Non di origine biologica, ma comunque biodegradabili, sono le bioplastiche della terza categoria. In essa rientrano le plastiche oxodegradabili, oggi bandite dalla nuova normativa europea sull’usa e getta. Il perché risiede nella particolarità della loro degradazione. Le plastiche oxodegradabili, infatti, sono plastiche tradizionali contenenti additivi chimici che favoriscono la loro degradazione. Il problema sorge nell’immissione in natura di microplastiche causate dalla rottura del materiale in piccolissime parti che, si è osservato, possono con facilità essere ingerite dal plancton e inserite poi a tutti gli effetti nella nostra catena alimentare. Per il 2021, la normativa europea sulle plastiche usa e getta ha messo la parola fine ai prodotti di plastica monouso. Verrà vietato l’utilizzo anche di plastica oxodegradabile e dei contenitori per cibo da asporto in polistirene espanso.

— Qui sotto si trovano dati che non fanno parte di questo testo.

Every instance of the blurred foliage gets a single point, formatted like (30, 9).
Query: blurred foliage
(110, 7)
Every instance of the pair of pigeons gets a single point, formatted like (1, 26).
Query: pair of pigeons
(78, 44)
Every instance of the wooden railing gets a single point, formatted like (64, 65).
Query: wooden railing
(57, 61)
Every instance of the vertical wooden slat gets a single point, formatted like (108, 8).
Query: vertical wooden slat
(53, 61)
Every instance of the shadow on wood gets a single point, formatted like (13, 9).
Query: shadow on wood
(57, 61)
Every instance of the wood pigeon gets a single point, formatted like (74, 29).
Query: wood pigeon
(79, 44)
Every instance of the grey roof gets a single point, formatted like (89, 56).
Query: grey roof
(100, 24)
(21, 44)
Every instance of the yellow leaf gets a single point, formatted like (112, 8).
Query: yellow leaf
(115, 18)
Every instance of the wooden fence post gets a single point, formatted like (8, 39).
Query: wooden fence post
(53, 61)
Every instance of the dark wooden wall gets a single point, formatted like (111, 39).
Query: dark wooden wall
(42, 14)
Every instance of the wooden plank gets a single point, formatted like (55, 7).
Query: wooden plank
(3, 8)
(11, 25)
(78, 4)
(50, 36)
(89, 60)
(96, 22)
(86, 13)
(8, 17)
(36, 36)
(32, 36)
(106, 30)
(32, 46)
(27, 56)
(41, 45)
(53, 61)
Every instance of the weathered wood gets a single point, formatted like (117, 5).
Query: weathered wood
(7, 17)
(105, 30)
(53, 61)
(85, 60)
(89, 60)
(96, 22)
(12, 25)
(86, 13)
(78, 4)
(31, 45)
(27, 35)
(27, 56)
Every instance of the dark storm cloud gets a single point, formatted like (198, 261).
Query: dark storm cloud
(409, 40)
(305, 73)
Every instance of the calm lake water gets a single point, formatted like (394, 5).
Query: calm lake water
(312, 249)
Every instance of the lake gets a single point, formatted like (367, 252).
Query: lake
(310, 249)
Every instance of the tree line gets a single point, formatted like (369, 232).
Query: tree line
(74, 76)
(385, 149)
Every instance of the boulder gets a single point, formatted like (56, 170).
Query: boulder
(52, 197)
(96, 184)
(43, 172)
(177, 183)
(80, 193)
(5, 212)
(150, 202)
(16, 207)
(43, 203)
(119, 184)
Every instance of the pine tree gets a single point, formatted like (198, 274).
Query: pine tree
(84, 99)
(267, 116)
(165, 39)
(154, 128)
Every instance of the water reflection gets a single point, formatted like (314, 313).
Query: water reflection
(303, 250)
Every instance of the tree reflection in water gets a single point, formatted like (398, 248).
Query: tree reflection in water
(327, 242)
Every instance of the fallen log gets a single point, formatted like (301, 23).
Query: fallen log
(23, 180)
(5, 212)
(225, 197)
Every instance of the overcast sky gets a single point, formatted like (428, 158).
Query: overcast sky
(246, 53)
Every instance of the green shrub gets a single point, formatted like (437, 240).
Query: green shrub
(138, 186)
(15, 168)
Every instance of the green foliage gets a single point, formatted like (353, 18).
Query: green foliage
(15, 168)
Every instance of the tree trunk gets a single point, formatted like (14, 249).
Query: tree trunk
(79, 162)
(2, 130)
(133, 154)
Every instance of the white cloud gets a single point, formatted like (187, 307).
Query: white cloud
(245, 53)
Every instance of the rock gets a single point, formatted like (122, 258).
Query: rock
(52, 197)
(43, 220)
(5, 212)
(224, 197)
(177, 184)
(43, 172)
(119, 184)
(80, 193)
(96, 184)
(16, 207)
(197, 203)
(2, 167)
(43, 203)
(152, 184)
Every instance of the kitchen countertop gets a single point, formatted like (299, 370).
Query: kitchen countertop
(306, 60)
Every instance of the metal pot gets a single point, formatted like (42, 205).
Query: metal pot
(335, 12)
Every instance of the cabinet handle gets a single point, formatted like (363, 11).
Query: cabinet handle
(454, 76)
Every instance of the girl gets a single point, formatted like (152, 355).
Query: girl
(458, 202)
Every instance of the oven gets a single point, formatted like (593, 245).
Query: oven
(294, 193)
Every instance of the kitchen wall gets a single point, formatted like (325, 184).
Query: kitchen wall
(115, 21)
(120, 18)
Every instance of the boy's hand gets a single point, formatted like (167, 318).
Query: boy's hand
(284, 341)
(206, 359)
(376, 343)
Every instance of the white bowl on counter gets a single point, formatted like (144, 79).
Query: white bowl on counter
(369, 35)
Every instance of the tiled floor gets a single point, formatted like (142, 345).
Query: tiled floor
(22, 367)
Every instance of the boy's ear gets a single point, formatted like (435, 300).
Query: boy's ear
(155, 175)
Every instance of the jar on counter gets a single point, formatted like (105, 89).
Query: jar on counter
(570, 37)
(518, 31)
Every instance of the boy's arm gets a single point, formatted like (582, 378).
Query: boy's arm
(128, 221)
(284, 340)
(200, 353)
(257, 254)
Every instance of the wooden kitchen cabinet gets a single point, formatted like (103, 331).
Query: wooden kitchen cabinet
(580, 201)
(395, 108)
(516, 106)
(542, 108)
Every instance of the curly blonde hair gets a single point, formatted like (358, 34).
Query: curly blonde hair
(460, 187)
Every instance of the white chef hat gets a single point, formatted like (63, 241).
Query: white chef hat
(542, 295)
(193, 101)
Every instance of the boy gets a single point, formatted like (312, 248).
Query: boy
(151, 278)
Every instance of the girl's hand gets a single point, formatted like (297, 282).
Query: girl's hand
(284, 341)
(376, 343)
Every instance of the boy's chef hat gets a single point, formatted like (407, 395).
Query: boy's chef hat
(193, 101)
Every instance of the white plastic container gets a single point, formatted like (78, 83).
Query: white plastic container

«I polimeri bio-based hanno avuto uno sviluppo enorme negli ultimi anni, sia a livello tecnologico che applicativo e produttivo» conclude Silvana Povolo. E anche l’Italia è all’avangiuardia nel settore. Basti pensare al Matterbi (eccellenza tutta nostrana), materiale, a base di amido, utilizzato, per esempio, per le buste dell’umido. Segue lo stesso filone, ma in fase meno avanzata, un progetto (finanziato dalla Unione Europea ma sviluppato in un laboratorio dell’Università di Genova) per la produzione di un materiale plastico compostabile che utilizza bucce di pomodori.
Purtroppo il prezzo delle materie prime necessarie per la produzione di questi polimeri è ancora tra le voci di spesa più importanti. Per ridurre i costi (e anche per evitare la pericolosa competizione tra industria alimentare e industria delle bioplastiche e dei biocarburanti, che rischierebbe di far sì che ai produttori convenga coltivare un campo a mais o a canna da zucchero per produrre polimeri piuttosto che per l’alimentazione umana o animale), ci si sta concentrando sempre di più sugli scarti della lavorazione industriale (in particolare quella alimentare) o agricola, come substrato per le crescite microbiche o per la sintesi degli intermedi necessari. È la cosiddetta biomassa, che la normativa italiana (Dlgs 387/2003) definisce come frazione biodegradabile dei prodotti, rifiuti e residui di origine biologica provenienti dall’agricoltura, dalla silvicoltura, e dalle attività come pesca, acquacoltura, sfalci del verde pubblico e privato e infine la parte biodegradabile dei rifiuti industriali e urbani.
La scienza, come abbiamo visto, sta compiendo passi da gigante. Ora spetta a noi mettere in atto comportamenti virtuosi, compiendo scelte di consumo consapevoli.